Tienes un Trafo toroidal con tap central según tus mediciones de 30V 0 30V, en el mismo trafo trae las especificaciones, también necesitas saber cuanta corriente entrega que a lo máximo estaría en 4Amperios, la fuente DC estaría comprendida entre unos ±40V a ±42V DC.

Bueno tu duda es como haces para obtener mas potencia, la única forma y las mas viable, es usar el Trafo y si su fuente esta en el rango que te menciono, el amplificador ya tendrías que cambiarlo, con lo demás que te queda... puedes montar un amplificador estéreo máximo de 200W con 4 transistores complementarios y para ese tipo de consolas chinas tener 200W es buena potencia, el Trafo y corriente de este mismo no te da mas para potencias superiores a los 200W.

Si deseas construir un amplificador con mas potencia necesitaras un trafo de mas corriente y voltaje.

Por ejemplo si deseas tener un amplificador de 300W cuasicomplementario necesitas un Trafo mínimo de 46V 0 46V Ac con 6 amperios, para que la fuente DC este comprendida en los ±65V DC, si deseas un amplificador estéreo complementario de 400W, necesitas un trafo minimo de 53V 0 53V a 8 Amperios, para que la fuente ronde en los ±74V DC, igualmente necesitas ir aumentando los transistores de potencia de acuerdo a la fuente suministrada con su respectivo amperaje.
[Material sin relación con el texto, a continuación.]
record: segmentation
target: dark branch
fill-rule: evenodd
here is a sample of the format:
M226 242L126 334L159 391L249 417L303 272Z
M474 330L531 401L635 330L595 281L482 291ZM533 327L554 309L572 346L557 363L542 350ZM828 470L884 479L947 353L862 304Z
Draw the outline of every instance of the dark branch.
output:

Lo que te dice @crimson es cierto pero con un pequeño Make-Up puedes tener una consola china con mejor presentación es decir un poquito mas de potencia a la original si tu Trafo no es tan regular.


----------



## Tacatomon (Jul 27, 2014)

Yetrox dijo:
			
		

> Tienes un Trafo toroidal con tap central según tus mediciones de 30V 0 30V, en el mismo trafo trae las especificaciones, también necesitas saber cuanta corriente entrega que a lo máximo estaría en 4Amperios, la fuente DC estaría comprendida entre unos ±40V a ±42V DC.
> 
> Bueno tu duda es como haces para obtener mas potencia, la única forma y las mas viable, es usar el Trafo y si su fuente esta en el rango que te menciono, el amplificador ya tendrías que cambiarlo, con lo demás que te queda... puedes montar un amplificador estéreo máximo de 200W con 4 transistores complementarios y para ese tipo de consolas chinas tener 200W es buena potencia, el Trafo y corriente de este mismo no te da mas para potencias superiores a los 200W.



Si a ese transformador (El toroidal chino al dope) le exige mas de lo que esa "pobre cosa amplificadora" le empuja, se incendia todo.

No le puede sacar mas potencia al sistema so riesgo de provocar un incendio. 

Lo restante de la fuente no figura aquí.